Lonjakan harga awal pekan ini menunjukkan pasar sedang mencari keseimbangan baru. Investor cenderung merespons cepat setiap perubahan kebijakan produksi maupun perkembangan geopolitik internasional.

Produksi OPEC+ Tambah Secara Moderat

OPEC+, gabungan negara anggota OPEC bersama Rusia dan sekutunya, memutuskan menambah produksi mulai Oktober mendatang. Namun, jumlah tambahan pasokan ini hanya sekitar 137 ribu barel per hari.

Kenaikan itu jauh lebih kecil dibandingkan penambahan sebelumnya yang mencapai 555 ribu barel per hari pada Agustus–September, serta 411 ribu barel per hari pada Juni–Juli.

Reaksi pasar terhadap keputusan ini cukup cepat.
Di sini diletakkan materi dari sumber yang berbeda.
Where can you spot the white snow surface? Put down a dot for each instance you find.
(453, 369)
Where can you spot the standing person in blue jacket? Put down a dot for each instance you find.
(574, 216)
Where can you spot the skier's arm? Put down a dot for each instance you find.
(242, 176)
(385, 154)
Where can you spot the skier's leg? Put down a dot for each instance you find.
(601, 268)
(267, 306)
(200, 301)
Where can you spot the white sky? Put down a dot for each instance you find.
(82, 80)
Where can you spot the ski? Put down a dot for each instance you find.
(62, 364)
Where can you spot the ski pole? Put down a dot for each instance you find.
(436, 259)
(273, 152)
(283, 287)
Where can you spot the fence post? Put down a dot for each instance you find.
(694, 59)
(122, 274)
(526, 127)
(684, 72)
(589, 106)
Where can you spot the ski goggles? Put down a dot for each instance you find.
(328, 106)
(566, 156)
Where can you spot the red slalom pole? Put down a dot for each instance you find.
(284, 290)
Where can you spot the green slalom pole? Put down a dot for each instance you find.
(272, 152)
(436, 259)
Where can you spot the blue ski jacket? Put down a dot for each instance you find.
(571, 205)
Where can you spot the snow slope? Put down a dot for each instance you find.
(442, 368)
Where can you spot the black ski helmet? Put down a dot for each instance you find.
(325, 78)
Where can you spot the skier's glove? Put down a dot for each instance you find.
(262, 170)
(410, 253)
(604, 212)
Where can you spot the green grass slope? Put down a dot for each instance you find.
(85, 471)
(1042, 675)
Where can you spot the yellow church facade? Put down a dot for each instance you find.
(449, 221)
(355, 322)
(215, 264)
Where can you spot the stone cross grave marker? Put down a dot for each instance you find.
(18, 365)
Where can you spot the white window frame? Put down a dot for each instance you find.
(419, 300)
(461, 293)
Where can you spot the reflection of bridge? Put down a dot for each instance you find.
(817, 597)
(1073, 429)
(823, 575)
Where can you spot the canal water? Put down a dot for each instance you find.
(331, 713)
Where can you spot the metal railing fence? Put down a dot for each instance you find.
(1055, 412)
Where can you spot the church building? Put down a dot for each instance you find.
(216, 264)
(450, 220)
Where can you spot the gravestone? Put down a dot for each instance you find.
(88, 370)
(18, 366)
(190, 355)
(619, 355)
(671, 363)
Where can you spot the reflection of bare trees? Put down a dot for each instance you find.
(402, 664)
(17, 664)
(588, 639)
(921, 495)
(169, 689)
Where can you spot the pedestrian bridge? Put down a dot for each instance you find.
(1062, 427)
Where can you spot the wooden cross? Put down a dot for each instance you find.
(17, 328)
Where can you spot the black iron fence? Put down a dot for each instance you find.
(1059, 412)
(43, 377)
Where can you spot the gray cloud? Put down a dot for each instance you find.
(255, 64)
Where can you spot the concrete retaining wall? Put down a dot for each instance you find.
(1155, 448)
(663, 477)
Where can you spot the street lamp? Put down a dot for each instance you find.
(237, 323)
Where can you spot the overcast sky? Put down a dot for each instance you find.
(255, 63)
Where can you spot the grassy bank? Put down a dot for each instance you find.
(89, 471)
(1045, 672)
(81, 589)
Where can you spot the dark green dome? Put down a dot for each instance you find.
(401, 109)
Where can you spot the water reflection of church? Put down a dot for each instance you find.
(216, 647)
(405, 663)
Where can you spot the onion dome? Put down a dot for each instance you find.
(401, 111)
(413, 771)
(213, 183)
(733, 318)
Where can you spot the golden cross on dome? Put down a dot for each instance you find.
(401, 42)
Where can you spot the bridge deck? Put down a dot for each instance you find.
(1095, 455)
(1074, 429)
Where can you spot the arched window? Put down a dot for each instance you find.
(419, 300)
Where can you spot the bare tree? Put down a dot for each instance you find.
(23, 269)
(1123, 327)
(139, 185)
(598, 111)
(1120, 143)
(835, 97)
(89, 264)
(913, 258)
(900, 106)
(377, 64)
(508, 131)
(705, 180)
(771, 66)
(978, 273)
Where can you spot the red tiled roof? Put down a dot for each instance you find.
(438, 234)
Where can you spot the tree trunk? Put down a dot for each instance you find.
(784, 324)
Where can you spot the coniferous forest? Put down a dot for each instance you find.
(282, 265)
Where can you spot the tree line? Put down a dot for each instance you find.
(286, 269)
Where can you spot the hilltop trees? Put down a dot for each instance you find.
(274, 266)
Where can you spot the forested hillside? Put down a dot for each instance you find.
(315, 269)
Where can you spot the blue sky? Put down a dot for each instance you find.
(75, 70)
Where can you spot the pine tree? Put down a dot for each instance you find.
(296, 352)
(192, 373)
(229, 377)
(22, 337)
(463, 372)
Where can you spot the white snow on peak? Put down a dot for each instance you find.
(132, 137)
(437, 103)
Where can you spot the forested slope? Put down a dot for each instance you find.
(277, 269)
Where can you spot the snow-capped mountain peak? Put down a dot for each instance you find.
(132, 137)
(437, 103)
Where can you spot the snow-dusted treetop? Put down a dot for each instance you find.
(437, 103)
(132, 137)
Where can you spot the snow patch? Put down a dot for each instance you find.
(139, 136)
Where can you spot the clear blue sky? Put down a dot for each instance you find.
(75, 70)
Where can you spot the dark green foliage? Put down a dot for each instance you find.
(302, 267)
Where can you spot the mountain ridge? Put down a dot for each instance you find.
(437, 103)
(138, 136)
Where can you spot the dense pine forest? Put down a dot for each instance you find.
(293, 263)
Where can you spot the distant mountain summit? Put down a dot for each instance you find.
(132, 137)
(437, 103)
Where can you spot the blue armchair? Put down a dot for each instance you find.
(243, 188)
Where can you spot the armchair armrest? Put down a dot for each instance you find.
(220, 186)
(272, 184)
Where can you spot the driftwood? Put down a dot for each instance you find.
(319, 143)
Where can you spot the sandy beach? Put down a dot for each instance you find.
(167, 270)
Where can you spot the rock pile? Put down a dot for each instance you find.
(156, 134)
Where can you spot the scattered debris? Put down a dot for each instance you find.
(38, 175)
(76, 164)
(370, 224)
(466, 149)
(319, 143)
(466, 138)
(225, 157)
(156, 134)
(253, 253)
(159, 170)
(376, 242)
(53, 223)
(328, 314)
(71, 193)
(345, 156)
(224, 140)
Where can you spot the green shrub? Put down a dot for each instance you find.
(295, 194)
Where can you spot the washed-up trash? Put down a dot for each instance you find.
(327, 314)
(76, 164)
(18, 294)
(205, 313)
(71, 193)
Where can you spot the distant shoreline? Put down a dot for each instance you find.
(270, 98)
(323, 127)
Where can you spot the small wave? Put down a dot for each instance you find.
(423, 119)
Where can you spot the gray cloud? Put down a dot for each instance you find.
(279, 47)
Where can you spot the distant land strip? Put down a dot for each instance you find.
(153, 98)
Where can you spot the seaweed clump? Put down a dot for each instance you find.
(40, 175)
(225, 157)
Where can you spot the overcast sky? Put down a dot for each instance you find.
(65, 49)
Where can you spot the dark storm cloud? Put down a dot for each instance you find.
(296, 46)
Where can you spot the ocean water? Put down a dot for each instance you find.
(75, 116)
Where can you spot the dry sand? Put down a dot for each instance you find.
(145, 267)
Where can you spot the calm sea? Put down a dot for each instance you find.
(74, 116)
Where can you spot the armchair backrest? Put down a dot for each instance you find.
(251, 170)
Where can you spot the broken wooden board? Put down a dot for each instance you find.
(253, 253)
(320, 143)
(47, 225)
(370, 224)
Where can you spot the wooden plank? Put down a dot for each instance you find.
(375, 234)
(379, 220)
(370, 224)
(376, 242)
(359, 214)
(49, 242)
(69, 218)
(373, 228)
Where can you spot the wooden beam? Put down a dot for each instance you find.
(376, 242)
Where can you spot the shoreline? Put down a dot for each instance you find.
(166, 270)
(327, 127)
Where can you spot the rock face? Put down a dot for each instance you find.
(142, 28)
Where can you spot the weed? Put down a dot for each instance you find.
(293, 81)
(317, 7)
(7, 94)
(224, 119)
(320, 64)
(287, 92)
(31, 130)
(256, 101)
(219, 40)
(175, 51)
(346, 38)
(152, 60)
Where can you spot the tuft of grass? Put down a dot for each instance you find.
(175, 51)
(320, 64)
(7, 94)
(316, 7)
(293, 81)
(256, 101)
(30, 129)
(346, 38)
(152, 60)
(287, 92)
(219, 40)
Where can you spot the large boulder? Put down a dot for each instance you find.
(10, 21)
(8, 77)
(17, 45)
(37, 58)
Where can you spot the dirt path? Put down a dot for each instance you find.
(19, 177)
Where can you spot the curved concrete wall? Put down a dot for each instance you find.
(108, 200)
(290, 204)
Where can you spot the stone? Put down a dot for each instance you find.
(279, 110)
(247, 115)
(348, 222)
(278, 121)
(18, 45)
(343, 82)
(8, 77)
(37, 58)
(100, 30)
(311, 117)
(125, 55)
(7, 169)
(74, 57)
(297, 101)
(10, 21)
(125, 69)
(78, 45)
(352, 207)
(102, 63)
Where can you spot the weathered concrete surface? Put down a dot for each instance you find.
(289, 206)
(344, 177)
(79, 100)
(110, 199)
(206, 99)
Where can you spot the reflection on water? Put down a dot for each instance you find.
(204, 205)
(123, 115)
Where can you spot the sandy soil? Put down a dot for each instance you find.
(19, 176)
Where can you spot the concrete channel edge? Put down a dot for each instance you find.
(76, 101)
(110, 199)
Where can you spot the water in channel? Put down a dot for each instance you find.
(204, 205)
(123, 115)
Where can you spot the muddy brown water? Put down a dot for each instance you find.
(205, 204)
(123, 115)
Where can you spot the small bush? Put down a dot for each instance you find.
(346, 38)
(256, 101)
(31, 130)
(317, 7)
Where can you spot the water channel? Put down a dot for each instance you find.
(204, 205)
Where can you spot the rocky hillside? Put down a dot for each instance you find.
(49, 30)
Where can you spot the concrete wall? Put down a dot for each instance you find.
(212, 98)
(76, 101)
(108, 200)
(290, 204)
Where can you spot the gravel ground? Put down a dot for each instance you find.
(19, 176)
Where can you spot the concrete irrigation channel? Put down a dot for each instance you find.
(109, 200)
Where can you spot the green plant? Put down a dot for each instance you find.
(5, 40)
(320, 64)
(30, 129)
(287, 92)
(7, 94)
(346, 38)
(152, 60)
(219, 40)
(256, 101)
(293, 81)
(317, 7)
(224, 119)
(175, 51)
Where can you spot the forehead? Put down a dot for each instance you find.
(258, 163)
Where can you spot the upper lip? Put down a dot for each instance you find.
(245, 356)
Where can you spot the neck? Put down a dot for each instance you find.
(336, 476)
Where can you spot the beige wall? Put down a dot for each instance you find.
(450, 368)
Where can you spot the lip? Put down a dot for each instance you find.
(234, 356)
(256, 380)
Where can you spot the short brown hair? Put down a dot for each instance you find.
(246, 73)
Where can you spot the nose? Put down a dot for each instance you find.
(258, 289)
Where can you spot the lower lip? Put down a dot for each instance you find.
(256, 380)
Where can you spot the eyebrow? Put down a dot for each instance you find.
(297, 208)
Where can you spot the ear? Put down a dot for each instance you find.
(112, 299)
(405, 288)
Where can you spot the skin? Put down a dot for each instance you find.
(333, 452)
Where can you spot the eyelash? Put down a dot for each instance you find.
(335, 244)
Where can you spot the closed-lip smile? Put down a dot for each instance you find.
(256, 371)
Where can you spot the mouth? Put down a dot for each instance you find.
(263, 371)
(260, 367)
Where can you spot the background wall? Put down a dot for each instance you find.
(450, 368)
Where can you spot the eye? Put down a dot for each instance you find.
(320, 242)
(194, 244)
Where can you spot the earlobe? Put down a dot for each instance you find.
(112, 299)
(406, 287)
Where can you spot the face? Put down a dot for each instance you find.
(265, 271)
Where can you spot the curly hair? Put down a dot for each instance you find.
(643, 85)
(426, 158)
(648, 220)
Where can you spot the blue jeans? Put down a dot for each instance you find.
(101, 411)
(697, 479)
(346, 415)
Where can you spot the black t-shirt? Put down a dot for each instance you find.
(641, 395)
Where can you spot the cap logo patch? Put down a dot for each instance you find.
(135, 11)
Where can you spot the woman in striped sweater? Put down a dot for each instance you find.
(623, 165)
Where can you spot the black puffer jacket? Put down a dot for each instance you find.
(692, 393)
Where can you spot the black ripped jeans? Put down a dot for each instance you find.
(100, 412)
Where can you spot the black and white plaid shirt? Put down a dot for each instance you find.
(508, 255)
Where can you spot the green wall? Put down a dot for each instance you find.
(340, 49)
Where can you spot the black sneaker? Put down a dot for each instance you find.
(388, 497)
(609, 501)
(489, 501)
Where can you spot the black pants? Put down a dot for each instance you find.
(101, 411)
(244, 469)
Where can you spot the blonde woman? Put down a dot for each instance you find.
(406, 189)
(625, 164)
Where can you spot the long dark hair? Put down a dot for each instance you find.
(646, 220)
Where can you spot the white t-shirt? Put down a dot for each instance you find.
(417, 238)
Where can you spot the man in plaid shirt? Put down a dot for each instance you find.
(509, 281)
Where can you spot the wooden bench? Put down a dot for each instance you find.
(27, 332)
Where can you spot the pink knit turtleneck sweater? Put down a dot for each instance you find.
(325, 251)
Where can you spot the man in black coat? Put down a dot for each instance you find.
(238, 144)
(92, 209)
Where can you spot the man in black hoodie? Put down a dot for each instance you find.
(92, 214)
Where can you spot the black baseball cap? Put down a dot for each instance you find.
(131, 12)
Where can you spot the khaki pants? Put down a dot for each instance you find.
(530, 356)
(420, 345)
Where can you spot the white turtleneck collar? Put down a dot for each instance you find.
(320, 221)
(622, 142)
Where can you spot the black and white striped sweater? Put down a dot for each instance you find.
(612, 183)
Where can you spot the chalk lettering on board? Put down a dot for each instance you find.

Ole Hansen, Kepala Strategi Komoditas di Saxo Bank, menilai investor sebelumnya sudah bereaksi berlebihan terhadap isu peningkatan produksi. “Pasar telah bertindak terlalu cepat terkait kenaikan produksi OPEC+ ini. Hari ini kita melihat reaksi klasik: jual rumor, beli fakta,” ujarnya.

Meski ada tambahan pasokan, dampaknya diperkirakan tidak terlalu signifikan. Beberapa anggota OPEC+ sudah memproduksi lebih dari kuota yang ditetapkan, sehingga peningkatan resmi tersebut kemungkinan hanya mencakup pasokan yang sudah beredar di pasar.

Sanksi Baru AS ke Rusia

Selain keputusan OPEC+, faktor geopolitik juga berperan besar dalam penguatan harga minyak. Ekspektasi adanya sanksi baru Amerika Serikat terhadap Rusia membuat pasar bersiap menghadapi potensi pengurangan pasokan.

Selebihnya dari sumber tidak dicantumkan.